SageMaker Clarify post-training bias metrics. Disparate Impact (DI), Accuracy Difference (AD), Conditional Acceptance, Treatment Equality. Run against model predictions.

Why: Pre-train DPL clean but post-train DI biased = model itself amplifies a proxy variable. Investigate features (e.g. zip code).

Regulator requires per-prediction feature attribution.

SageMaker Clarify SHAP values. Magnitude + direction of each feature's contribution per prediction. Integrates with Model Cards.

Compliance requires structured documentation of every production model (intended use, training data, evaluation, ethics, limitations).

SageMaker Model Cards. Versioned; integrated with the Model Registry.

Audit who created which training job / endpoint / notebook and when.

AWS CloudTrail. Captures all SageMaker API calls (identity, time, IP, parameters). Store in S3, query with Athena.

Alert on endpoint 5xx errors / latency spikes.

CloudWatch alarms on `Invocation5XXErrors`, `Invocation4XXErrors`, `ModelLatency`, `OverheadLatency`. Notify via SNS.

Notebook needs to read training data from one S3 bucket and write artifacts to another.

Custom IAM policy: `s3:GetObject` on the training bucket/prefix and `s3:PutObject` on the artifacts bucket/prefix, attached to the SageMaker execution role. Avoid `AmazonS3FullAccess`.

Per-team isolation across SageMaker resources.

Attribute-based access control (ABAC) with IAM condition `aws:ResourceTag/project`. Resources tagged `project=A` accessible only to roles whose policies match.

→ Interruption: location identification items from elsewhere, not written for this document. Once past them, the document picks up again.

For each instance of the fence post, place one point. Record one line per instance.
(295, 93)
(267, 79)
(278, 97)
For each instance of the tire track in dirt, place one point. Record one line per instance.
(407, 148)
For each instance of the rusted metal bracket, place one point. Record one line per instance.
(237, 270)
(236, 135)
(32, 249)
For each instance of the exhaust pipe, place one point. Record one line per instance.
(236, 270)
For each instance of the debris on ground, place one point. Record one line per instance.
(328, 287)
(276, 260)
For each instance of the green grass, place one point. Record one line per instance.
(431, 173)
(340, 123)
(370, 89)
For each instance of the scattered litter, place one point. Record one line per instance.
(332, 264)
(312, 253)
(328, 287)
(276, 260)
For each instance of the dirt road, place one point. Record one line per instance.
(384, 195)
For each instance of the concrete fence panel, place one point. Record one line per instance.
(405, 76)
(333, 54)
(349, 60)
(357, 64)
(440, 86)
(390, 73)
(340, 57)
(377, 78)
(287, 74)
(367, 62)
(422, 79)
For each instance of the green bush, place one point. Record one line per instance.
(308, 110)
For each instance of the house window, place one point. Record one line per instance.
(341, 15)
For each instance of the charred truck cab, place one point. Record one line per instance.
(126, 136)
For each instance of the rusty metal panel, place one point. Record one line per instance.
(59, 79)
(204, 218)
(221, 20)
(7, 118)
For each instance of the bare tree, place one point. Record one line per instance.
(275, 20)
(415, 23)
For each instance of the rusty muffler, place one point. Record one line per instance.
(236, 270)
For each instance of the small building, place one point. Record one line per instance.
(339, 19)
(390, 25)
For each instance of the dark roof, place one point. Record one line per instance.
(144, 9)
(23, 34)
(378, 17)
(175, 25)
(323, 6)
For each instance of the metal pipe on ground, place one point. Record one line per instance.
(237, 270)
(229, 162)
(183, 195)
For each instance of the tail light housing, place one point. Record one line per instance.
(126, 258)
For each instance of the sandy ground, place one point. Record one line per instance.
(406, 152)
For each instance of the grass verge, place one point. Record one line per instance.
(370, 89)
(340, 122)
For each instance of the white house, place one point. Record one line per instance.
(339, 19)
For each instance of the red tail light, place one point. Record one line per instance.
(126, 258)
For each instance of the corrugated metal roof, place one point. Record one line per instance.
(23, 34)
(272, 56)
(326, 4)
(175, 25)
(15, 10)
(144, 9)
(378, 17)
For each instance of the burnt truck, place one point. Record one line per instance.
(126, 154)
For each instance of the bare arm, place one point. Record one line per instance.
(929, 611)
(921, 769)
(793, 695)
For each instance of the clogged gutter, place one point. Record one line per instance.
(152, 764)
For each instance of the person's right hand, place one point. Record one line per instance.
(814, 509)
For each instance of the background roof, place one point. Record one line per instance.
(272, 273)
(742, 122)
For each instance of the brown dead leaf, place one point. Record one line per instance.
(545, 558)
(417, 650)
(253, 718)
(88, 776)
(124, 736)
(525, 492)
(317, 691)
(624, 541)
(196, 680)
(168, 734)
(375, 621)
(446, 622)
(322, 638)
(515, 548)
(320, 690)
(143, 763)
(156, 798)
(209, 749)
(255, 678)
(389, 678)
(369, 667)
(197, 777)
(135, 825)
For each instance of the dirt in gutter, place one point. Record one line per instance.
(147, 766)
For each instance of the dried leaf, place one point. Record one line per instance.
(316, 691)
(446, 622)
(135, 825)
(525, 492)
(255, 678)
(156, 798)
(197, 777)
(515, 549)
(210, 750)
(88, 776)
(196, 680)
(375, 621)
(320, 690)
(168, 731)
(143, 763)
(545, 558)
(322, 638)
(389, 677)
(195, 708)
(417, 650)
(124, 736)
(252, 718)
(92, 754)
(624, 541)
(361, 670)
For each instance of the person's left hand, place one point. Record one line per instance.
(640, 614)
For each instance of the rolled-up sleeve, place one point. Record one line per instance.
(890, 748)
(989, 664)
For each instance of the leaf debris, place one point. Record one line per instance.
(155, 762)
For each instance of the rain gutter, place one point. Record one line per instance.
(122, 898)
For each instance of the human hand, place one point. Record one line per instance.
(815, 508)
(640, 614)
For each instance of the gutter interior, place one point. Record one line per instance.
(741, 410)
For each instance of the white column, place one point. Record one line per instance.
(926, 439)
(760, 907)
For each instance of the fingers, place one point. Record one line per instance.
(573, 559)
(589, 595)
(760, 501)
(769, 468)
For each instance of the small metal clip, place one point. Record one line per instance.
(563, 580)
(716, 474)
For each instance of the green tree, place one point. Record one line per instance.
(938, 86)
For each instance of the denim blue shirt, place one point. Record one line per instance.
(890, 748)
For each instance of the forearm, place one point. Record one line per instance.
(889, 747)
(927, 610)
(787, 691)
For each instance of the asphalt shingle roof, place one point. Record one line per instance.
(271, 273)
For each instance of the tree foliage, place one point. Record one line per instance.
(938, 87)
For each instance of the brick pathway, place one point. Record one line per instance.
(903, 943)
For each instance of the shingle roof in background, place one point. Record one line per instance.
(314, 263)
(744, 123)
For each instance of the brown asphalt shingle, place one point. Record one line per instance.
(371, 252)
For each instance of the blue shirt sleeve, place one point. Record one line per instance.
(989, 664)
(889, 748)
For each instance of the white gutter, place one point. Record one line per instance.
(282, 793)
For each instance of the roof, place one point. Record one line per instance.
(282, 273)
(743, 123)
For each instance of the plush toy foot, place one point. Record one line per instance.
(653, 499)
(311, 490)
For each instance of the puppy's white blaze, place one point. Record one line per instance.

Encrypt training data and model artifacts with customer-managed keys + rotation.

SSE-KMS with a Customer Managed Key (CMK). KMS rotation, key policies, CloudTrail audit. Specify the KMS key in training job + endpoint config (volume + output) for SageMaker to use it.

Distributed training over multiple instances; encrypt traffic between training containers.

Set `EnableInterContainerTrafficEncryption=true` on the training job. Adds TLS between distributed containers.

Container must not make outbound network calls; data should stay inside SageMaker copy-channels.

Set `EnableNetworkIsolation=true` on the training/processing job or endpoint. SageMaker copies S3 input channels in before the container runs; container has no outbound.

Training must not touch the public internet.

Run SageMaker in a private subnet with NO NAT/Internet Gateway. Add VPC endpoints — gateway endpoint for S3, interface endpoints for SageMaker API + Runtime + ECR + STS + CloudWatch Logs.

ML pipeline pulls features from RDS — credentials must be rotated automatically.

AWS Secrets Manager with automatic rotation enabled (built-in Lambda rotation for RDS).

Enforce that all SageMaker resources use VPC + KMS + approved instance types.

Preventive → SageMaker Service Catalog products (pre-approved configs) and IAM condition keys (`sagemaker:VpcSecurityGroupIds`, `sagemaker:VolumeKmsKey`) that deny non-compliant API calls. Detective → AWS Config managed/custom rules.